Health officials are warning rural communities to be just as cautious as more densely populated areas in their response to the spread of COVID-19.
A lower rate of person-to-person transmission of the novel coronavirus might result in a delay of infection, but it’s still highly likely to occur regardless.
“With this virus, research has shown that you might still be an asymptomatic carrier and not show any signs of sickness,” said Megan Monteith, Oklahoma State University Extension area specialist in health disparities. “It’s going to affect most of us at some point. … Living in a remote area doesn’t guarantee that you won’t come into contact. It just might not show up right away.

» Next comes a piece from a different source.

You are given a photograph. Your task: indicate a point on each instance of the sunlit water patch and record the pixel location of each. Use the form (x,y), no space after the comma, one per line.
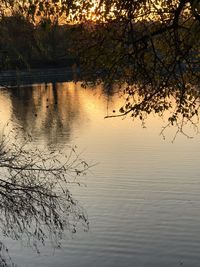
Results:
(142,196)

“We know that community spread is here already, and no one is immune from it,” said Jamie Dukes, public information manager at the state Department of Health. “It’s important that everyone in the state follow social-distancing guidance regardless of their location.”
The spread of infection caused by the SARS-CoV-2 coronavirus, which was found in China at the end of 2019, is forecast to pick up momentum across the United States. Cases in Oklahoma were first identified in the Oklahoma City and Tulsa metro areas, as well as Payne County.
By mid-March the number of cases nationwide that had been identified by Centers for Disease Control and Prevention and other U.S. government agencies had already crested 3,000. At the same time, Gov. Kevin Stitt declared a state of emergency and called for Oklahoma agencies to establish work-from-home policies for employees.
The agricultural business community has been receptive to guidance issued by federal and state health departments. The Oklahoma Wheat Commission, for example, is expecting many of its field days will be canceled, Executive Director Mike Schulte said. And at the Oklahoma Cattlemen’s Association, spokeswoman Chancey Hanson said animal health companies have been canceling planned visits with producers.
“The farmers that I’ve talked with definitely don’t feel invincible, and they’re heeding the social warnings,” Schulte said.
People who live in remote rural areas have reduced exposure to crowded mass transit and venues such as retail shopping malls and business office districts. However, life in the country does not eliminate the need to gathering at church, schools and sports events.
Business dealings may shift in scale or type – managing a cattle auction instead of a furniture store, for example – but social contact can only be delayed, not eliminated entirely.
Monteith said some of those needs can be shifted online to Facetime and other social media platforms.
“Keep up with the CDC guidance and continue to avoid groups,” Monteith said. “But as you do that, it’s also very important to check up on your neighbors. If you’re not in a high-risk category yourself, give your elderly neighbors a call and ask them if you can help deliver something.
“We’re all in this together. Take care of yourself and take care of your community,” she said.